To follow up on Drae’s excellent post on the coming Social Security crunch, I found the following story by CBS News about Medicare. Starting tomorrow, the US will see 10,000 Baby Boomers turn 65 each day for the next 19 years.
On New Year’s Day, the first baby boomers will celebrate the big 6-5, and they’re not just getting older. They’re getting more costly.
“Boomers” are the 77 million Americans born from 1946 through ’64. Beginning Jan. 1, 10,000 a day will turn 65. That will continue for the next 19 years.
“The retirement of the baby boom generation will bring a tsunami of spending that will cause a severe problem for the federal government’s budget over time,” said David Walker, former U.S. comptroller general and CEO of the Comeback America Initiative.
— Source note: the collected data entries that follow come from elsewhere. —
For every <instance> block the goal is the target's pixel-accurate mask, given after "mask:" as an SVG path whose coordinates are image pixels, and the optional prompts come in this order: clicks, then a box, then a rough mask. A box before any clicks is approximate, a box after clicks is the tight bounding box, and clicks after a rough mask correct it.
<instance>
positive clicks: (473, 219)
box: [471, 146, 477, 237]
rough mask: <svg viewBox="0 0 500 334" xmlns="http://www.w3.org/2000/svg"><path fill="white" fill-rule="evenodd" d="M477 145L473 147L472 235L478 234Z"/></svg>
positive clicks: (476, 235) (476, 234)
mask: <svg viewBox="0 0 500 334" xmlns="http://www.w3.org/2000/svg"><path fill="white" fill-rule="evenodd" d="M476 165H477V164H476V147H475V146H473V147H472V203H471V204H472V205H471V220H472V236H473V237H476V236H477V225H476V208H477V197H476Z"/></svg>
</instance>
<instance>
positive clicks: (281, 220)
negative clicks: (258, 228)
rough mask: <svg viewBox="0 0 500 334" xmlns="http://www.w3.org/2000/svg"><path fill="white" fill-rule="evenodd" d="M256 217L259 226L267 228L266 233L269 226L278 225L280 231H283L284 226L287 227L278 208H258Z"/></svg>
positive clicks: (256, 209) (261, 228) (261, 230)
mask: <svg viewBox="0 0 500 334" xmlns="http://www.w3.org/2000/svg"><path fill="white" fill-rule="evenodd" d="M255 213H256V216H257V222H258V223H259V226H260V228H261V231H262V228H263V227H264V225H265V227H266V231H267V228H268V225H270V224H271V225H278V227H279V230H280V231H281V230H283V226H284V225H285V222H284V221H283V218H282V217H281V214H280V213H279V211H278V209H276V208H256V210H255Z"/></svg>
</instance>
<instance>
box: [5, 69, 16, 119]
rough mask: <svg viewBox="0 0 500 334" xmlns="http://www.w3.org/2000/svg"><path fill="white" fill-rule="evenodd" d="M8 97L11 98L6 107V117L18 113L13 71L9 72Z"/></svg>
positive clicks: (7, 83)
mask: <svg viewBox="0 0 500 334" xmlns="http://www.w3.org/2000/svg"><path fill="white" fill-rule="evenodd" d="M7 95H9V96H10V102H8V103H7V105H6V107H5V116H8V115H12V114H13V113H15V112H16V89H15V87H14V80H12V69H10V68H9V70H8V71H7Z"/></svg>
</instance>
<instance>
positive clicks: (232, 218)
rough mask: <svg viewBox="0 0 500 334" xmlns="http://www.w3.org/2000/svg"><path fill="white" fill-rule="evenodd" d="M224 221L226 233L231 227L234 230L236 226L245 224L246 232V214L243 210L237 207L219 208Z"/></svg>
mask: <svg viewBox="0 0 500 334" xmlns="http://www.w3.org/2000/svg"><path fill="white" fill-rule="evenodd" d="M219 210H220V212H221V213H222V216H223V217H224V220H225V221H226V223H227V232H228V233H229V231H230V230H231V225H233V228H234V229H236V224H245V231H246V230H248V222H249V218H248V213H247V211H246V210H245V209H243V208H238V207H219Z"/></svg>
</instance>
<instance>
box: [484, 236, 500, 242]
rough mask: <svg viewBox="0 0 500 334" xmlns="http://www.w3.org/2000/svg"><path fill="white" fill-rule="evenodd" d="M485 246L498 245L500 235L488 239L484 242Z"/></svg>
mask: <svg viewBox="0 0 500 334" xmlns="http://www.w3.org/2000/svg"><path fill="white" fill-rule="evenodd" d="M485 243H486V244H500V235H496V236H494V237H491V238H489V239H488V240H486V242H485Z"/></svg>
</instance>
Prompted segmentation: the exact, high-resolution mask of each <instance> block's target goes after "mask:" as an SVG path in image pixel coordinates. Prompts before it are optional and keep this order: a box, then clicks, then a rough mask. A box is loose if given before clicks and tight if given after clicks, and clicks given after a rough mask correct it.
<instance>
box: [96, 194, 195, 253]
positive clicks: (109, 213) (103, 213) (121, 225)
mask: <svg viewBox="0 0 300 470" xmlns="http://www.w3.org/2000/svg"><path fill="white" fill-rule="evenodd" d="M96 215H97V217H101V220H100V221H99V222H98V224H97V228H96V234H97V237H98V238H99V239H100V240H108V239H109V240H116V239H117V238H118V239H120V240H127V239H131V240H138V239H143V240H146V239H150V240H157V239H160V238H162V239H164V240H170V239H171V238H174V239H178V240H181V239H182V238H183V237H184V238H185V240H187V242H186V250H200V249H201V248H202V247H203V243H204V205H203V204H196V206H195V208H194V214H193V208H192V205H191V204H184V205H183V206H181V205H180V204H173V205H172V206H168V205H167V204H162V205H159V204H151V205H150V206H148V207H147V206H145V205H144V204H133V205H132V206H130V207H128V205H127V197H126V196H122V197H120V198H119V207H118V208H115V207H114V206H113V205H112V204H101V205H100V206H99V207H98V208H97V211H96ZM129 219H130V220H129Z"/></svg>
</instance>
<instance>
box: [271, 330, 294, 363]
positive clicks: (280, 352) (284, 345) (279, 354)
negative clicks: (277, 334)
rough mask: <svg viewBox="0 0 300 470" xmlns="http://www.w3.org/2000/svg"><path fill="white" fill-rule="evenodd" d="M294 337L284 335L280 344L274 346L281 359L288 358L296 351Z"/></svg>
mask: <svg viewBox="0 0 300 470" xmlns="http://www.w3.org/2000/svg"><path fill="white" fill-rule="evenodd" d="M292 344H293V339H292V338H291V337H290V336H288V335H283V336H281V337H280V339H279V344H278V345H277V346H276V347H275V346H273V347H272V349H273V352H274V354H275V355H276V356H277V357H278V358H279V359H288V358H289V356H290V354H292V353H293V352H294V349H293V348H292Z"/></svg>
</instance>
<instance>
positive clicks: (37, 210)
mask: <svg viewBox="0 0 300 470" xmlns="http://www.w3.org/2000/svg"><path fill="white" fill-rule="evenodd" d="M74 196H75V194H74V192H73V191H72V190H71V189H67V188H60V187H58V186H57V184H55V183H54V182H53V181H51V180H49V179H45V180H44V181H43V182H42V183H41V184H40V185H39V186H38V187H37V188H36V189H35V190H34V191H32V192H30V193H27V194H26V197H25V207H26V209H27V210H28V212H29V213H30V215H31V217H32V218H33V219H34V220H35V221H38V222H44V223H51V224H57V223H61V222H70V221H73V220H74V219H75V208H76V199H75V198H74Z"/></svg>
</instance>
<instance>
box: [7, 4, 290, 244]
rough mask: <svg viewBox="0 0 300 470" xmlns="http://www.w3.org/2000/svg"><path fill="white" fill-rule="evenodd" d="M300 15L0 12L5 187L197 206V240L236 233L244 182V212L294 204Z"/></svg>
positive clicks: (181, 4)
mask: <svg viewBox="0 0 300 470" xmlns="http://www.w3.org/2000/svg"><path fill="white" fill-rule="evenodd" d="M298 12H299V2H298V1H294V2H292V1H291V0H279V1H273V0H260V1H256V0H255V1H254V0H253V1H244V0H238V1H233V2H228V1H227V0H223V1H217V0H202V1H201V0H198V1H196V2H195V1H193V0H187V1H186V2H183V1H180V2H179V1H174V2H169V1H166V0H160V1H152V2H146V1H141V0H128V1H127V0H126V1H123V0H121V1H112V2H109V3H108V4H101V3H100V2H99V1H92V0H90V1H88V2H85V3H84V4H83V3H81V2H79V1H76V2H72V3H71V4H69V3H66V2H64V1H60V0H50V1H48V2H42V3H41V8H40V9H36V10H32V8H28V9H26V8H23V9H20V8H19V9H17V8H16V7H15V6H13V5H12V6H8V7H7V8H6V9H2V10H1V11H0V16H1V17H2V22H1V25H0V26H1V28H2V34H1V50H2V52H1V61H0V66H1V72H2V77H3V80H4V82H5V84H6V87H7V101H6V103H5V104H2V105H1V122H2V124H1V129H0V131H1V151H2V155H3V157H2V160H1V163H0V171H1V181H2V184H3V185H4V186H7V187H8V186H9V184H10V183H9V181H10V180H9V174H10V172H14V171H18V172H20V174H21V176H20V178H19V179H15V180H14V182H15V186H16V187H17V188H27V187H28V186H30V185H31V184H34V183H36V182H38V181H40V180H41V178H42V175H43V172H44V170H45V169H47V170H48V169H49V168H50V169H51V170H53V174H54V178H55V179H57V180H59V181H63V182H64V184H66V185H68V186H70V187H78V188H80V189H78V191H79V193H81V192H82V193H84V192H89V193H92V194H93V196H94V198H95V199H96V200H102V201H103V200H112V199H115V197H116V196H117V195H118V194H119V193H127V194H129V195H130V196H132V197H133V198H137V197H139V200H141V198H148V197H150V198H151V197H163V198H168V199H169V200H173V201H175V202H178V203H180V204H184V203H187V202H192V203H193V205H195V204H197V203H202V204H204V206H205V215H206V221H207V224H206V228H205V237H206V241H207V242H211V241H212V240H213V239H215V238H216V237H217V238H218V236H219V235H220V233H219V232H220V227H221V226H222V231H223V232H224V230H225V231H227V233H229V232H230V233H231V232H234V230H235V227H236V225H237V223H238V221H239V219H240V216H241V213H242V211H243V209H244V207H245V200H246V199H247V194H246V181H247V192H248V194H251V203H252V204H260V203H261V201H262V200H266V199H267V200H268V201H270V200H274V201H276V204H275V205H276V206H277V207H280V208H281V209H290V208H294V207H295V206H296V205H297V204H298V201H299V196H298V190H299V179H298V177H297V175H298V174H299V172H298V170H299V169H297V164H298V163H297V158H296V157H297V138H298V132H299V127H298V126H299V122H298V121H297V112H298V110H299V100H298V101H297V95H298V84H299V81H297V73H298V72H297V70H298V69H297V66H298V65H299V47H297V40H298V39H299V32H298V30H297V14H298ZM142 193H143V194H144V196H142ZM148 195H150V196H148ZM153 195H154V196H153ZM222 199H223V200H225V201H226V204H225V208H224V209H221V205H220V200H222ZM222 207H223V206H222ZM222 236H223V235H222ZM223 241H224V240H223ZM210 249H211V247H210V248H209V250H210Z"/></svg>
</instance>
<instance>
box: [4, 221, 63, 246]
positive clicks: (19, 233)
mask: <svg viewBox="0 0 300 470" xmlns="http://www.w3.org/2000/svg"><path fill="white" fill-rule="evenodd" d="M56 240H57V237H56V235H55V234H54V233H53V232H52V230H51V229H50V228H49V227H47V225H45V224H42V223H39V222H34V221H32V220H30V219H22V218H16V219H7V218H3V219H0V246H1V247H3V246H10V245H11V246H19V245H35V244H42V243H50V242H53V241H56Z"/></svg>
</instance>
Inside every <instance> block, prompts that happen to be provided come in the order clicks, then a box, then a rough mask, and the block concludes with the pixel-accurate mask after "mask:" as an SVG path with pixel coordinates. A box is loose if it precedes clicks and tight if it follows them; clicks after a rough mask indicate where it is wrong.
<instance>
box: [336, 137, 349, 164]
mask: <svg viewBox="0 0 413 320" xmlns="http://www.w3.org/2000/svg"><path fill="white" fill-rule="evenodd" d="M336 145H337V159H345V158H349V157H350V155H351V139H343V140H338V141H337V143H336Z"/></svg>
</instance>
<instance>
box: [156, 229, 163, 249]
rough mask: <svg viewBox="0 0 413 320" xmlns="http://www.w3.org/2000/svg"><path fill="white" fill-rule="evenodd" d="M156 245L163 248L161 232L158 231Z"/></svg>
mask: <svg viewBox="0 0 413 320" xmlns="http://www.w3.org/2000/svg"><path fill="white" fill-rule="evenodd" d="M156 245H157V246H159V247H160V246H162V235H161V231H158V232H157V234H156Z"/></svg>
Take Medicare, health care for the elderly and disabled:
• The number of people eligible will nearly double from 46 million to 80 million by the time all the boomers reach 65.
• It’s estimated the cost will grow from $500 billion a year today to $929 billion by 2020.
• The number of workers supporting each senior will fall.
“Ultimately we’re going to have to make tough choices about how much health care can we afford and sustain and how are we going to change our payment systems to make sure that it doesn’t bankrupt the country,” said Walker. “Because if there’s one thing that could bankrupt the United States, it’s out-of-control health care costs.”
Medicare is already underfunded by at least $23 trillion. That’s the difference between the benefits promised and the taxes actually being paid into Medicare. It could go bankrupt as early as 2017. Yet Americans still, apparently, want it all. According to a new Associated Press/GfK poll, they don’t want to raise the age for Medicare.
So we will be adding over 70 million Medicare-eligible people over 19 years into a system that is already underfunded by 23 trillion. This is a problem that we have known would eventually occur since…well, since Medicare was created. The Baby Boomer generation was not exactly a secret. Congress, in their inimitable fashion, responded to this looming crisis by doing absolutely nothing. The only question is which will go first. Medicare or Social Security.